Another business leader, Vincente Jayme, called on his colleagues to bring pressure on the Manila press by withholding advertisements and by staging boycotts. He also suggested some papers could be purchased and run under new ownership.

The assault on the press as toadies of the government came two days after Marcos had threatened to track down and prosecute businessmen who took part in demonstrations against the government. Zobel's Ayala foundation was specifically mentioned by Marcos.

This country's media are frequently accused of being deferential to the government and the Marcos family, but the criticism has grown since the Aug. 21 assassination of Aquino, the president's onetime chief rival.

Although there has been no formal censorship here since martial law, it is widely suspected that the government instructs the press on what to print and how to display it. Of the three major Manila newspapers, one, the Times Journal, is controlled by the family of Imelda Marcos, the president's wife and a Cabinet minister. The city's largest television station is government-owned.

Until the past few days, newspapers and television have presented little information that differs from the government's version of the murder, which is that Aquino was shot to death by a hired gunman whom security guards then killed. There is a widespread belief that persons in Marcos' government may have been responsible for the murder, but little of that point of view has appeared in the media.

What most angered people who are either anti-Marcos or usually nonpolitical was the scant coverage of Aquino's funeral.

Hundreds of thousands of sympathizers marched through Manila to honor Aquino, but the city's largest television station gave a brief account of the huge funeral cortege and showed film of only a handful of participants on the evening news. That show devoted more air time to participants' difficulty finding buses to return home.

Since that day, many residents have been boycotting the newspapers, and a variety of small tabloids have sprung up and enjoyed brisk street sales. Some of them print foreign news-service stories and excerpts from U.S. news magazines.

In the past week or so, coverage in the establishment press has been notably more balanced. One paper gave extensive coverage to the New York news conference of a Japanese journalist who insists that government security men killed Aquino immediately after he arrived here on an airplane.

Several columnists recently have printed questions about the government's version of the killing and other events.
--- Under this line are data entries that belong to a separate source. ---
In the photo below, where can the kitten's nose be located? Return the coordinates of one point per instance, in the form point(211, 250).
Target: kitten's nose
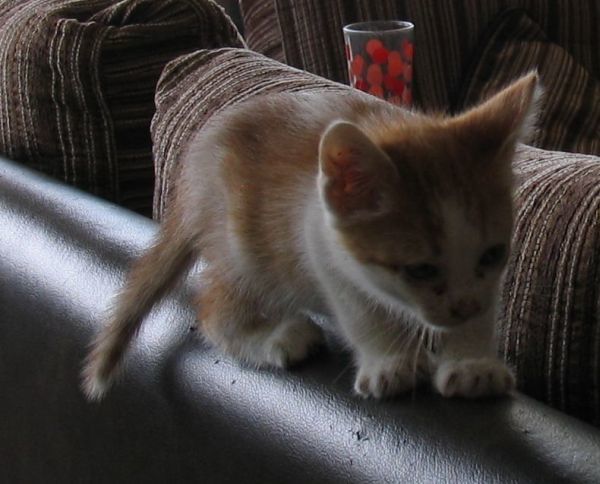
point(464, 309)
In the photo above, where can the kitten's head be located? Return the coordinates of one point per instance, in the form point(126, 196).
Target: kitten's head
point(424, 205)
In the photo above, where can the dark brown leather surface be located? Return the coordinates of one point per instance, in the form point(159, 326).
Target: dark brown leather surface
point(187, 414)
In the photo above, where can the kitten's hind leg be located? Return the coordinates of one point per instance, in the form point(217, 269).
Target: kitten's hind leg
point(233, 321)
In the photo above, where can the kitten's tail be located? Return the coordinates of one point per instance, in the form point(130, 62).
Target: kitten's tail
point(151, 277)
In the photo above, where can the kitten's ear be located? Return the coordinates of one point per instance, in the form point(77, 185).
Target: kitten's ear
point(354, 172)
point(505, 118)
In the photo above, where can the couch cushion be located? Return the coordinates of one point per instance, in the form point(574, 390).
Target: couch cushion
point(446, 32)
point(78, 82)
point(513, 45)
point(550, 320)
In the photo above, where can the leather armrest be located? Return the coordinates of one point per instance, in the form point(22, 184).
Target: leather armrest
point(185, 413)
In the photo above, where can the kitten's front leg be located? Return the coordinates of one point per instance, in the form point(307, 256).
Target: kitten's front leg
point(468, 365)
point(388, 353)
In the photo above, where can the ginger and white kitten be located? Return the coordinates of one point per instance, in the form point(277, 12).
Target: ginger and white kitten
point(387, 221)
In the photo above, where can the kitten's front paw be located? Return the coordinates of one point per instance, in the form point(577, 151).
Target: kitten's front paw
point(473, 378)
point(380, 379)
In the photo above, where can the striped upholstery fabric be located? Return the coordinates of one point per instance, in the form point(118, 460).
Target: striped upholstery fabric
point(551, 304)
point(78, 83)
point(261, 28)
point(446, 33)
point(514, 45)
point(550, 321)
One paper reported that authorities used gunfire to break up a violent demonstration last Wednesday night, although Marcos had claimed in a television interview that no guns were used by police.
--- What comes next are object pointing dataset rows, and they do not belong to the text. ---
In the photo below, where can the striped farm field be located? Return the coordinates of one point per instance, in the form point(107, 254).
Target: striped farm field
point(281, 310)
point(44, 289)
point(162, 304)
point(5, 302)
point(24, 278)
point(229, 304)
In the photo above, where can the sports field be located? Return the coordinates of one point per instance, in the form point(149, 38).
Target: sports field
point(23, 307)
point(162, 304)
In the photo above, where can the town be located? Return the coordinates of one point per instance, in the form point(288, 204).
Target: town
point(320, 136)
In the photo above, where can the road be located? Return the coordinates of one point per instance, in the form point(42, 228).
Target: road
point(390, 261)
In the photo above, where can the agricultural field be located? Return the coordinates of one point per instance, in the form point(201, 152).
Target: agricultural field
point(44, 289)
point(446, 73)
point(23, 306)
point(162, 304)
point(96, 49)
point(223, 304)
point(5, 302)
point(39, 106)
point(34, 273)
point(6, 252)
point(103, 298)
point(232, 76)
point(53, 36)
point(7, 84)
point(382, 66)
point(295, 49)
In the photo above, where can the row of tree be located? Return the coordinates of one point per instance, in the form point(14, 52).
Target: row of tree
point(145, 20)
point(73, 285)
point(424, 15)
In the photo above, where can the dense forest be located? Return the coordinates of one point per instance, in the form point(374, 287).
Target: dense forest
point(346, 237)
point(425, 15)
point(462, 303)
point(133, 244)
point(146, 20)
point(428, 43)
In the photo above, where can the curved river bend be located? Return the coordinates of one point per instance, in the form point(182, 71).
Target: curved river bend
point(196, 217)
The businessmen's assault on the media came at the meeting of a business club in Makati, the city's financial center where several recent anti-Marcos demonstrations have incurred the president's wrath of the president.

Hans Menzi, publisher of the Bulletin Today newspaper and a former aide to Marcos, attempted to defend the press during the meeting, after some of the 500 persons there booed him.
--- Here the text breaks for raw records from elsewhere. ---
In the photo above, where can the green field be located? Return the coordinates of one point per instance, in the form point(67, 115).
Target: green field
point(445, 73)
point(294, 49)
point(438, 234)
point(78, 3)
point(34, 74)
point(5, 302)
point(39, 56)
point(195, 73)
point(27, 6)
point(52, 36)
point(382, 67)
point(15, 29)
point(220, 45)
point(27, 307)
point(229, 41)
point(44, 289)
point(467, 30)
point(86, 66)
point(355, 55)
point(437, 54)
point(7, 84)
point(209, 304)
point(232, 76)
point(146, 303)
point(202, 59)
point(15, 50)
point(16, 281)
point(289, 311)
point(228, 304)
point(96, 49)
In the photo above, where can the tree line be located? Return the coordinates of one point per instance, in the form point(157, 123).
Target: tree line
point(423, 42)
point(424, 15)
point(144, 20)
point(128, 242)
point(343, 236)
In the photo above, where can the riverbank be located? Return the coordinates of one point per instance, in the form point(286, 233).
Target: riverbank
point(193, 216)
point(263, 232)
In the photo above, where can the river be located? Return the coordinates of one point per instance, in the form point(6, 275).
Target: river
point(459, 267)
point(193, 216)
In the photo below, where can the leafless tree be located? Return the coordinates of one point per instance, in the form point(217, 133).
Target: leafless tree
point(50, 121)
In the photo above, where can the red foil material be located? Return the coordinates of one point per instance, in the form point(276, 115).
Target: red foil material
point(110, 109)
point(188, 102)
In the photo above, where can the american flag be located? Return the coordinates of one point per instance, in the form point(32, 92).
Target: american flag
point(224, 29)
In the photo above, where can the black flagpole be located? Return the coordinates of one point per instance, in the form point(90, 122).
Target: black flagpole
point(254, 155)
Menzi acknowledged "shortcomings" in the post-assassination coverage but said his newspaper had carried stories depicting both points of view. "If you want both sides, then help us," the publisher said.

Menzi reminded the audience of the media's difficulties from 1972 to 1981, when Marcos imposed martial law. He said the press then had to operate under guidelines that prevented criticism of Marcos' family and banned news considered detrimental to national security.

Jayme, who is president of the Private Development Corp. of the Philippines, told the audience that businessmen must step in to restore a free press and called for advertising boycotts.

"Since we businessmen are now subjects of much reporting, we have the option to buy these papers or not," he added.